HP Buys Palm in Definitive Agreement Costing $1.2 Billion
Well, wow. Here we go, folks. It was just inevitable, apparently. Even if other companies were dropping away from the deal, it seems that one company (not Lenovo) stuck it out through to the end. And, just . . . Wow. Here’s the deal: HP has bought Palm. The deal has equaled $1.2 billion, or $5.70 per share within the common stock. The deal is just in its infancy, so to speak, but it’s set to close by July 31st.

That date should be interesting to note, because it’s the end of HP’s third fiscal quarter, and should mark a “starting point” for the rest of the year, as the months progress. At the end of the press release, in perhaps not so much as “definitive terms,” it clearly notes that Jon Rubinestein is expected to remain with the company. And, we hope that’s the case, because the man behind webOS should be allowed to see it to the end.
The details are still coming, so for now, read the press release and take it all in. There’s a press call at 5PM ET, and hopefully some more details will get out. And if they do, we’ll bring them your way. Press release below.
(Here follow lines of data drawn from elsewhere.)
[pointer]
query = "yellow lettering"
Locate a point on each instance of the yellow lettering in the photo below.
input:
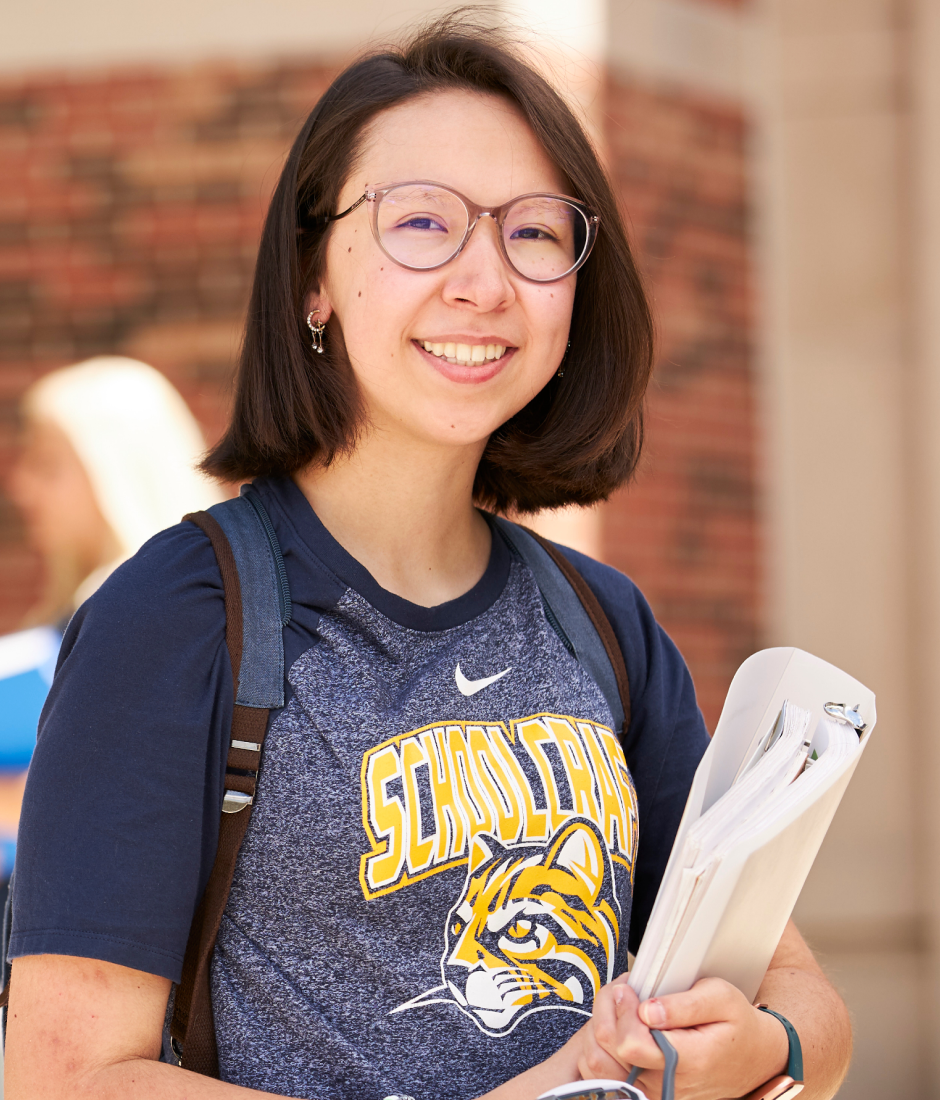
(450, 817)
(578, 769)
(533, 734)
(617, 762)
(386, 816)
(611, 807)
(535, 821)
(419, 851)
(479, 813)
(495, 781)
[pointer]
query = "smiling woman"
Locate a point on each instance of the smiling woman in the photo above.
(459, 813)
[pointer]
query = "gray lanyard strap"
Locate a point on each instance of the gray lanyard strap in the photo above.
(668, 1073)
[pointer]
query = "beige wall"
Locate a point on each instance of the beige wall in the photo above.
(849, 198)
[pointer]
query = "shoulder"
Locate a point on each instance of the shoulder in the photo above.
(170, 586)
(650, 655)
(666, 737)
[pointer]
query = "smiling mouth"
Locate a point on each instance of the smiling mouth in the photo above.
(464, 354)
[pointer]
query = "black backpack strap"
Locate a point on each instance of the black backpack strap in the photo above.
(257, 607)
(576, 616)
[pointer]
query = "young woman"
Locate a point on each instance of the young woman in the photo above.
(448, 859)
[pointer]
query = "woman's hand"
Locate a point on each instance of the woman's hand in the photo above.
(726, 1046)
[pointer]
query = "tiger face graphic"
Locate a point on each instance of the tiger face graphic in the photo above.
(535, 927)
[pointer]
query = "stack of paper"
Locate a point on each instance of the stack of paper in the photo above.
(791, 735)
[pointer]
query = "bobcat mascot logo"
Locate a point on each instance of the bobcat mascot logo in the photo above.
(535, 927)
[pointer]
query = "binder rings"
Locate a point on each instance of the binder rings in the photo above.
(789, 738)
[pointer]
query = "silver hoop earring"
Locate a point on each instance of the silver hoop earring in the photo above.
(316, 331)
(561, 372)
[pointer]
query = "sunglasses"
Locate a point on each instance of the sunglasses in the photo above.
(422, 226)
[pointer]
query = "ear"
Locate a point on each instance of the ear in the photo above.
(578, 850)
(484, 847)
(318, 299)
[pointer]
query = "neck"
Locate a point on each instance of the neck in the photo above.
(405, 510)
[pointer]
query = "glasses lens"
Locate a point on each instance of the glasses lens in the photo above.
(544, 237)
(421, 226)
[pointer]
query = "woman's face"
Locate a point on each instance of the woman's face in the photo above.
(480, 146)
(52, 490)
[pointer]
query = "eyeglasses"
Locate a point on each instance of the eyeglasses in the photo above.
(423, 226)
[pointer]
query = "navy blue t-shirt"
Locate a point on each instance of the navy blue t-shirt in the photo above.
(450, 850)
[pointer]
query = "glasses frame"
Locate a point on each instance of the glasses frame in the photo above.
(475, 212)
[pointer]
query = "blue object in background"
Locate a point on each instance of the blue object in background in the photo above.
(21, 703)
(26, 666)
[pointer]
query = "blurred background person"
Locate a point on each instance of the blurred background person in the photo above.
(107, 461)
(780, 165)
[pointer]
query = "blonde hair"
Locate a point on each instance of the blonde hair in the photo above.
(137, 441)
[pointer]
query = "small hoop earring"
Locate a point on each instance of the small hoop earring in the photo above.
(561, 372)
(316, 331)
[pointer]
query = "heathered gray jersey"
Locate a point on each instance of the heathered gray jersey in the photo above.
(438, 875)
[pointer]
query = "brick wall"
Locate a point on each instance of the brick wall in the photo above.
(687, 530)
(130, 209)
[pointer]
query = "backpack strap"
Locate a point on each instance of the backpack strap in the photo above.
(576, 616)
(257, 607)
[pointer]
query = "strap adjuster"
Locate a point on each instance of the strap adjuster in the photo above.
(234, 801)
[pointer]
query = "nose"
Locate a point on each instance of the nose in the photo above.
(479, 275)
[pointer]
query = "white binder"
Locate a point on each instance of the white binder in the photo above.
(723, 915)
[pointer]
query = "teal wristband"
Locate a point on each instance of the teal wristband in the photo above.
(794, 1066)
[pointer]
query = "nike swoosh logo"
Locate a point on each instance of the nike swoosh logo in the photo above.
(472, 686)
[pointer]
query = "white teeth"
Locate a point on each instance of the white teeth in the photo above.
(464, 353)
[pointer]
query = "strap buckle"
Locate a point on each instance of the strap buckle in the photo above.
(235, 801)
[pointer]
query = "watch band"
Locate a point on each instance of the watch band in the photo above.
(794, 1066)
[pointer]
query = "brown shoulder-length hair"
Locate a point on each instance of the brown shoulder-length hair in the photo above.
(576, 440)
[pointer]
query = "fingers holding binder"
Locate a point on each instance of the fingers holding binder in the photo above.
(725, 1046)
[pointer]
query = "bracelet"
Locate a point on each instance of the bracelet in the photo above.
(794, 1066)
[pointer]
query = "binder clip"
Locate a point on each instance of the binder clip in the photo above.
(843, 713)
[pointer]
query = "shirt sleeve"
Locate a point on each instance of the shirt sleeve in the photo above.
(120, 818)
(666, 737)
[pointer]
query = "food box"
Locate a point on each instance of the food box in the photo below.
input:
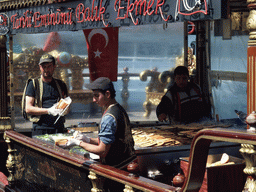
(228, 177)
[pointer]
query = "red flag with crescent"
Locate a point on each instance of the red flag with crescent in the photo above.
(102, 45)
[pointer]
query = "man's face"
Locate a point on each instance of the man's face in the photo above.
(99, 98)
(47, 69)
(181, 81)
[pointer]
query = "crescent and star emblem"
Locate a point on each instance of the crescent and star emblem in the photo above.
(98, 31)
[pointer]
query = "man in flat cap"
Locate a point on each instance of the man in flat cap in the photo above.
(115, 144)
(41, 95)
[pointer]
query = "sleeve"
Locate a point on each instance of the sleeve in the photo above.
(165, 106)
(107, 129)
(30, 91)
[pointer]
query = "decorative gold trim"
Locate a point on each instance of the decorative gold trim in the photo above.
(10, 162)
(97, 182)
(128, 189)
(48, 153)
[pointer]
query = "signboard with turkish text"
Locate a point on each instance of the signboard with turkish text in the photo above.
(80, 15)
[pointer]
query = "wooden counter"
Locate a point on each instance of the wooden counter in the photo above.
(42, 167)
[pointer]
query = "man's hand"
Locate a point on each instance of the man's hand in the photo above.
(162, 117)
(53, 111)
(83, 137)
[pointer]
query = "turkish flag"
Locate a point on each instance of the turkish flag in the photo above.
(102, 45)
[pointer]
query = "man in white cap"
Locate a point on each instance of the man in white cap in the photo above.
(41, 95)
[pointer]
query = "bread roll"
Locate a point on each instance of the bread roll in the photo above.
(62, 104)
(61, 142)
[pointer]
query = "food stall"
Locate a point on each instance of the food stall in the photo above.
(158, 161)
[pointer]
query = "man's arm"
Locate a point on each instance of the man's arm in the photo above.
(164, 108)
(31, 109)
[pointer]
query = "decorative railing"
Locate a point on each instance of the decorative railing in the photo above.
(56, 161)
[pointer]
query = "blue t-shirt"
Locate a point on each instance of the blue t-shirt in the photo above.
(108, 129)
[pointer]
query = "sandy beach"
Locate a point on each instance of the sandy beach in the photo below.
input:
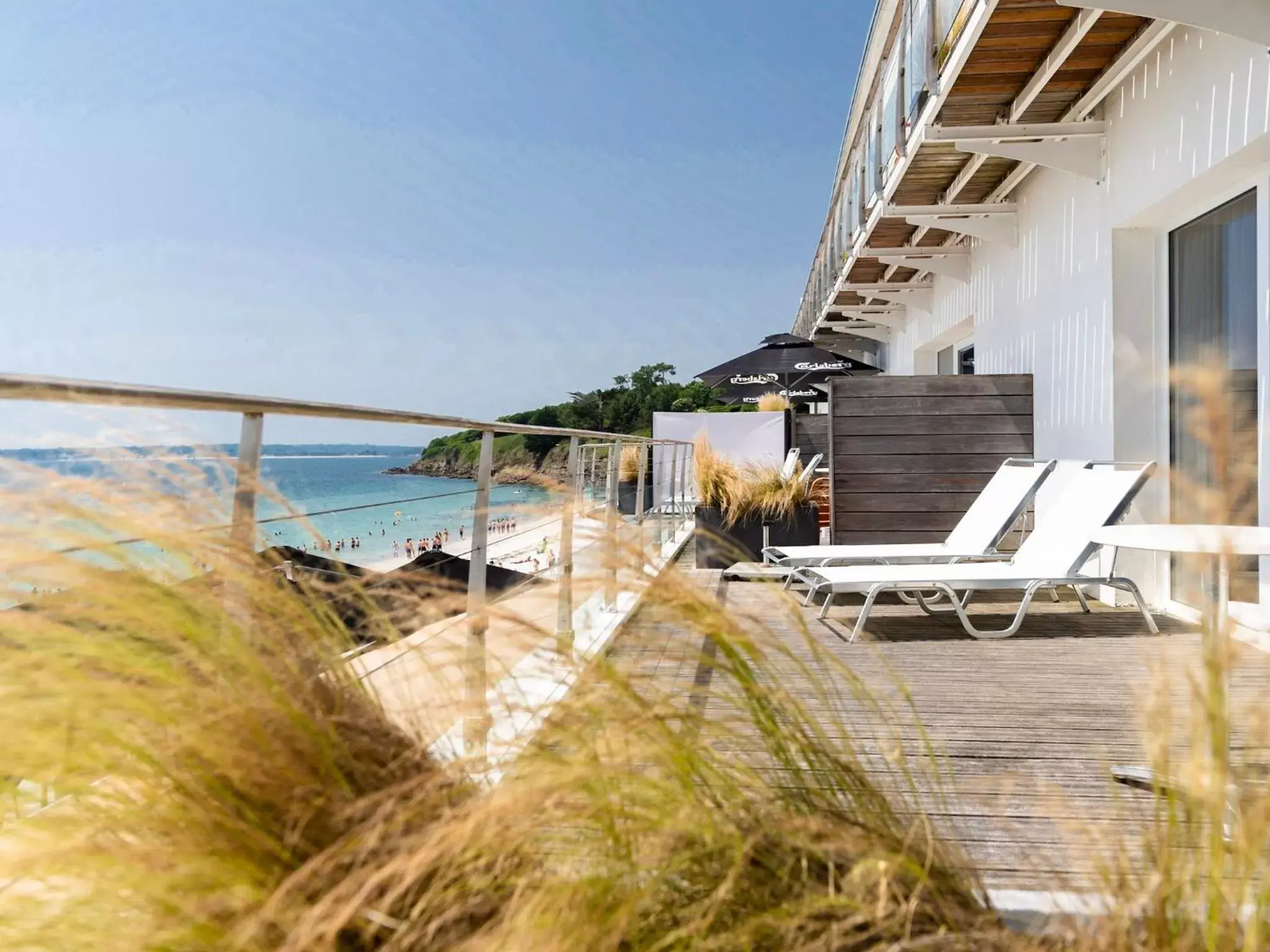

PALO ALTO, Calif. & SUNNYVALE, Calif.–(BUSINESS WIRE)–HP (NYSE: HPQ – News) and Palm, Inc. (NASDAQ: PALM – News) today announced that they have entered into a definitive agreement under which HP will purchase Palm, a provider of smartphones powered by the Palm webOS mobile operating system, at a price of $5.70 per share of Palm common stock in cash or an enterprise value of approximately $1.2 billion. The transaction has been approved by the HP and Palm boards of directors.
The combination of HP’s global scale and financial strength with Palm’s unparalleled webOS platform will enhance HP’s ability to participate more aggressively in the fast-growing, highly profitable smartphone and connected mobile device markets. Palm’s unique webOS will allow HP to take advantage of features such as true multitasking and always up-to-date information sharing across applications.
“Palm’s innovative operating system provides an ideal platform to expand HP’s mobility strategy and create a unique HP experience spanning multiple mobile connected devices,” said Todd Bradley, executive vice president, Personal Systems Group, HP. “And, Palm possesses significant IP assets and has a highly skilled team. The smartphone market is large, profitable and rapidly growing, and companies that can provide an integrated device and experience command a higher share. Advances in mobility are offering significant opportunities, and HP intends to be a leader in this market.”
“We’re thrilled by HP’s vote of confidence in Palm’s technological leadership, which delivered Palm webOS and iconic products such as the Palm Pre. HP’s longstanding culture of innovation, scale and global operating resources make it the perfect partner to rapidly accelerate the growth of webOS,” said Jon Rubinstein, chairman and chief executive officer, Palm. “We look forward to working with HP to continue to deliver industry-leading mobile experiences to our customers and business partners.”
Under the terms of the merger agreement, Palm stockholders will receive $5.70 in cash for each share of Palm common stock that they hold at the closing of the merger. The merger consideration takes into account the updated guidance and other financial information being released by Palm this afternoon. The acquisition is subject to customary closing conditions, including the receipt of domestic and foreign regulatory approvals and the approval of Palm’s stockholders. The transaction is expected to close during HP’s third fiscal quarter ending July 31, 2010.
Palm’s current chairman and CEO, Jon Rubinstein, is expected to remain with the company.